Apparently they recently got together as a couple and according to WW the flirty attraction was kind of obvious as much as they tried to hide it, so now the BW is suspicious...


----------



## Almostrecovered (Jul 14, 2011)

on an interesting side note, when you search for the word, "baseball" in CWI the most common reference is to using a baseball bat on OM


----------



## morituri (Apr 1, 2011)

Why put emphasis on her age in the title? Is it to imply that she is undergoing a female MLC?


----------



## Bottled Up (Nov 12, 2011)

morituri said:


> Why put emphasis on her age in the title? Is it to imply that she is undergoing a female MLC?


Because it is the quickest and most accurate identifier for a guy to gauge relevance to the topic. If you're married to a 46 year old woman then this could pertain to you... if not, then no need to stop here and look.

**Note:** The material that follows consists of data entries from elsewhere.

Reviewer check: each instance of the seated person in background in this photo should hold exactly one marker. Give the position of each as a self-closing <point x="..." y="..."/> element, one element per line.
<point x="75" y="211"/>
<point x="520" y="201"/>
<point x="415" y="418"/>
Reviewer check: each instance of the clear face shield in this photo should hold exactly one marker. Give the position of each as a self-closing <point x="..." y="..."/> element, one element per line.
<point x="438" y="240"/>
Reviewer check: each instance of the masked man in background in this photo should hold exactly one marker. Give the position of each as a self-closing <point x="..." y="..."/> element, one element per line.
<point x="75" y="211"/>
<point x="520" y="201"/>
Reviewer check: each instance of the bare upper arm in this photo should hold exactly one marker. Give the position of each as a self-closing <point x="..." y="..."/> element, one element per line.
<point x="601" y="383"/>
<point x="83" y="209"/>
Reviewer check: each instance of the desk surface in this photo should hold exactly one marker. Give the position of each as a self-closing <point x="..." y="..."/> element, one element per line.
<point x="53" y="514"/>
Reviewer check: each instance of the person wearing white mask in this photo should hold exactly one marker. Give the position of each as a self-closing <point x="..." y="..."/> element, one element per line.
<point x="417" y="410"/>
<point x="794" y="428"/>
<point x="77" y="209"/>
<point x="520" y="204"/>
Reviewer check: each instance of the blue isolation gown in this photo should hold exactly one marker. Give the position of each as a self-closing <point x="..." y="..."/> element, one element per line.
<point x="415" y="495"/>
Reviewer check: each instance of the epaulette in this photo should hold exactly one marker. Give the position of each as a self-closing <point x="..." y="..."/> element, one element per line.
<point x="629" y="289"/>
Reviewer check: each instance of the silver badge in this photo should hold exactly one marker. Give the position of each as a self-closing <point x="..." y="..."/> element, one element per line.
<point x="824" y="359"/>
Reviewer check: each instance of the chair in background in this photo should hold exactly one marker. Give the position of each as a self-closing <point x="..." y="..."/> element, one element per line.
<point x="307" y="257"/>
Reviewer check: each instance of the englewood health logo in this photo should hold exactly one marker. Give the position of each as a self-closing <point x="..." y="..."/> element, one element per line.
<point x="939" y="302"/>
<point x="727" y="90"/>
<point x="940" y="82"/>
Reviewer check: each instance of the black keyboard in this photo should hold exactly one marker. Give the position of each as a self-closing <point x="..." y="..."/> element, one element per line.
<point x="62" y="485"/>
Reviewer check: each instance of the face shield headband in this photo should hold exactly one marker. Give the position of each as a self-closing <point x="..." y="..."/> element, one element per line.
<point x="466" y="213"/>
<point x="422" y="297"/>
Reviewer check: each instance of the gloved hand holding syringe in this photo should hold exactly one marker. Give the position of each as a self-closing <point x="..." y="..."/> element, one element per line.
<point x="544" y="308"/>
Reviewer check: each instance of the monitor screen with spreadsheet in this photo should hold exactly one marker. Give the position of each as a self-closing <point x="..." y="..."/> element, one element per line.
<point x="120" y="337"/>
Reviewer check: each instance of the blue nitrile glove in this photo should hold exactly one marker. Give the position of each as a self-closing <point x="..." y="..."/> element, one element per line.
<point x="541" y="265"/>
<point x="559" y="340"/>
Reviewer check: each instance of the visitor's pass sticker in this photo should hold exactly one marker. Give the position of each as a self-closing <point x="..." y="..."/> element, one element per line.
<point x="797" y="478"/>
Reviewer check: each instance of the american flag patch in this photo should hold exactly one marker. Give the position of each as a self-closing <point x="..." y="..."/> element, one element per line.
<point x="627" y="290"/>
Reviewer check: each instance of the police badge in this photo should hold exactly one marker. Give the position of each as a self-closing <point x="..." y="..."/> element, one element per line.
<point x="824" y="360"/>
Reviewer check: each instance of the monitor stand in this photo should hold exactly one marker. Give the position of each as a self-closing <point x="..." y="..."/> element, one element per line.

All the other bullet criteria listed could apply to too many people IMO, so the 46 years of age was the true narrow-down factor.


----------



## thunderstruck (May 9, 2012)

Funny...most of those are me, or close to it. Married nearly 20, wife nearly 46 yo, 2 kids, one boy, son just ended his baseball season, friends with several dads on the team, wife has a smartphone...not a BBerry, etc.

My W is flirty/attractive, and loves male attention. I could see that a geeky dad on the team "liked" her, and she started joking that he had a crush on her. She, of course, egged him on. My spidey sense is usually tingling over stuff like this, but I truly don't think anything is/was going on.


----------